A team of officials from the US Food and Drug Administration (FDA) will visit India to take stock of the progress made by the domestic drug regulator in ensuring quality of drugs, a top official in the Central Drugs Standard Control Organisation said.

The visit by the US official, which begins on Wednesday, is the second in just over a year. In February last year, the FDA Commissioner Margaret Hamburg visited India following import alerts issued against all the Ranbaxy plants in India, which effectively stopped the Indian manufacturer from exporting drugs to the US.

The US FDA and its Indian counterpart had signed a statement of intent during Hamburg’s visit last year, on exchanging expertise to ensure higher levels of compliance, concerns of the regulators, training, adoption of systems and procedures and other areas. During this year’s visit, the regulators are expected to sign a memorandum of understanding on information sharing, training and such subjects, the Government official said.

The US team would comprise Howard Sklamberg, JD, Deputy Commissioner for Global Regulatory Operations and Policy, Cynthia Schnedar, JD, Director, Office of Compliance, US FDA and Michael R Taylor, JD, Deputy Commissioner for Foods and Veterinary Medicine, US FDA. The delegation is set to travel to New Delhi, Goa, Chennai and Mumbai.

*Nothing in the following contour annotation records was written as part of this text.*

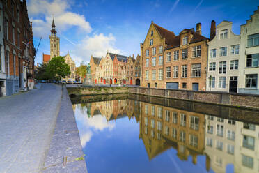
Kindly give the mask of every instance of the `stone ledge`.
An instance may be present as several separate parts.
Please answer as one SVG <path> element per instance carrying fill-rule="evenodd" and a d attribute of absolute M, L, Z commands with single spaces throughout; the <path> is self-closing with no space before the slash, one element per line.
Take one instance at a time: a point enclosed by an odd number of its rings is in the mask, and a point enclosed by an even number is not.
<path fill-rule="evenodd" d="M 84 159 L 77 159 L 78 158 Z M 64 160 L 66 162 L 64 163 Z M 42 172 L 87 172 L 72 103 L 66 89 L 63 91 L 61 106 Z"/>

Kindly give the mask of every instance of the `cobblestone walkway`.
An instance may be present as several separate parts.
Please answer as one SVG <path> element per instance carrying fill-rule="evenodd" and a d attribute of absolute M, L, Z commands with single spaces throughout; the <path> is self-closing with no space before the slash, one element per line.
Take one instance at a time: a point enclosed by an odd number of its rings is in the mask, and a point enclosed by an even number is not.
<path fill-rule="evenodd" d="M 61 87 L 0 98 L 0 172 L 39 172 L 48 152 L 61 100 Z"/>

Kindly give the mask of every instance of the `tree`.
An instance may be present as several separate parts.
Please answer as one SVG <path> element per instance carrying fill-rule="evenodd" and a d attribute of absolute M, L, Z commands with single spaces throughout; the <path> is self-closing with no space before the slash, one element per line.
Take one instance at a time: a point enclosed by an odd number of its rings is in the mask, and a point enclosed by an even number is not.
<path fill-rule="evenodd" d="M 84 65 L 84 62 L 81 62 L 80 66 L 77 68 L 76 73 L 77 75 L 80 76 L 81 79 L 86 75 L 86 65 Z"/>
<path fill-rule="evenodd" d="M 61 80 L 61 77 L 65 78 L 70 75 L 70 66 L 65 63 L 63 57 L 55 57 L 50 60 L 46 73 L 49 79 Z"/>

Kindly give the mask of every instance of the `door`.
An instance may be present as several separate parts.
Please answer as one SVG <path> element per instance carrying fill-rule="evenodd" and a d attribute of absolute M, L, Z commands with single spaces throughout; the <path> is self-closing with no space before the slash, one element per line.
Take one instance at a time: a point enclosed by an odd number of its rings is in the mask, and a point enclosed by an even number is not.
<path fill-rule="evenodd" d="M 237 76 L 230 76 L 230 80 L 229 81 L 229 92 L 237 92 Z"/>
<path fill-rule="evenodd" d="M 166 89 L 178 89 L 178 82 L 166 82 Z"/>
<path fill-rule="evenodd" d="M 198 83 L 192 83 L 192 90 L 198 91 Z"/>

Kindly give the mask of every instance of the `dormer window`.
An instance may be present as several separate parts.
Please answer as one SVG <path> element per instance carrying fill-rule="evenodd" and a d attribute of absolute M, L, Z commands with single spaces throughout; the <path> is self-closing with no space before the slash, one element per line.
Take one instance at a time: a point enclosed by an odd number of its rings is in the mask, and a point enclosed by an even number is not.
<path fill-rule="evenodd" d="M 187 36 L 185 36 L 183 38 L 182 38 L 182 45 L 187 45 L 188 43 L 188 37 Z"/>
<path fill-rule="evenodd" d="M 224 29 L 220 31 L 219 34 L 220 39 L 226 39 L 228 38 L 228 29 Z"/>

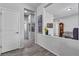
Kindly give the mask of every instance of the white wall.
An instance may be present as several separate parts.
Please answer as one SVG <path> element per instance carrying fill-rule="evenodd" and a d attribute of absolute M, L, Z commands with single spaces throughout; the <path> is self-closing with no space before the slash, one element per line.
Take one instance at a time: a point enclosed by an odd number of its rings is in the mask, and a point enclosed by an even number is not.
<path fill-rule="evenodd" d="M 53 15 L 48 13 L 45 9 L 44 9 L 44 14 L 43 14 L 43 34 L 45 35 L 45 27 L 47 27 L 47 23 L 53 23 Z M 48 35 L 53 36 L 53 28 L 48 28 Z"/>
<path fill-rule="evenodd" d="M 16 10 L 20 16 L 19 16 L 19 39 L 20 39 L 20 48 L 24 47 L 24 8 L 34 10 L 33 8 L 30 8 L 29 6 L 21 3 L 0 3 L 0 7 Z"/>
<path fill-rule="evenodd" d="M 73 28 L 78 28 L 78 15 L 63 17 L 60 22 L 64 23 L 64 31 L 72 32 Z"/>
<path fill-rule="evenodd" d="M 53 15 L 51 15 L 51 14 L 49 14 L 46 10 L 45 10 L 45 8 L 44 8 L 44 6 L 46 6 L 47 4 L 42 4 L 42 5 L 40 5 L 38 8 L 37 8 L 37 17 L 39 16 L 39 15 L 42 15 L 43 16 L 43 27 L 42 27 L 42 31 L 43 31 L 43 34 L 45 35 L 45 27 L 46 27 L 46 25 L 47 25 L 47 23 L 53 23 Z M 38 19 L 38 18 L 37 18 Z M 38 21 L 36 20 L 36 24 L 38 24 Z M 48 30 L 49 30 L 49 35 L 52 35 L 53 36 L 53 28 L 48 28 Z M 38 32 L 38 25 L 36 25 L 36 31 Z"/>
<path fill-rule="evenodd" d="M 0 13 L 0 53 L 1 53 L 1 13 Z"/>
<path fill-rule="evenodd" d="M 78 14 L 75 14 L 75 15 L 55 19 L 55 22 L 54 22 L 55 34 L 56 35 L 59 34 L 59 23 L 60 22 L 64 23 L 64 32 L 73 32 L 73 28 L 79 28 L 78 16 L 79 16 Z"/>

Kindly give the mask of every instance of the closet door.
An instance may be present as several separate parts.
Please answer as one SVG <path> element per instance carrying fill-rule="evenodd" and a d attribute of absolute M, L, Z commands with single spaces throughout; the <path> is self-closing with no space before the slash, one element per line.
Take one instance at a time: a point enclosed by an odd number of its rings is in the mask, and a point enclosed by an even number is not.
<path fill-rule="evenodd" d="M 1 18 L 2 18 L 2 12 L 1 12 L 1 8 L 0 8 L 0 54 L 1 54 L 1 49 L 2 49 L 2 42 L 1 42 L 1 33 L 2 33 L 2 30 L 1 30 Z"/>
<path fill-rule="evenodd" d="M 3 9 L 2 14 L 2 53 L 19 48 L 18 13 Z"/>

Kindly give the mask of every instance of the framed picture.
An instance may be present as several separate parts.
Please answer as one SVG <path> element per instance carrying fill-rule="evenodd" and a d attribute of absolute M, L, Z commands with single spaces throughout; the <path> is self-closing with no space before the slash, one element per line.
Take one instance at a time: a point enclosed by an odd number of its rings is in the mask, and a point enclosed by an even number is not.
<path fill-rule="evenodd" d="M 47 23 L 48 28 L 53 28 L 53 23 Z"/>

The US FDA and the Indian regulator had decided, last year, to meet on a regular basis. The US FDA had also extended the offer to train Indian drug inspectors in the systems and processes used by the US regulator.

A year since the last visit a number of Indian manufacturers have still been issued warning letters by the US body, mostly on data integrity issues. Some of the manufacturers, which came under scrutiny by the US regulator in 2014 include Sun Pharmaceuticals, Cadila Pharma and Orchid Pharma.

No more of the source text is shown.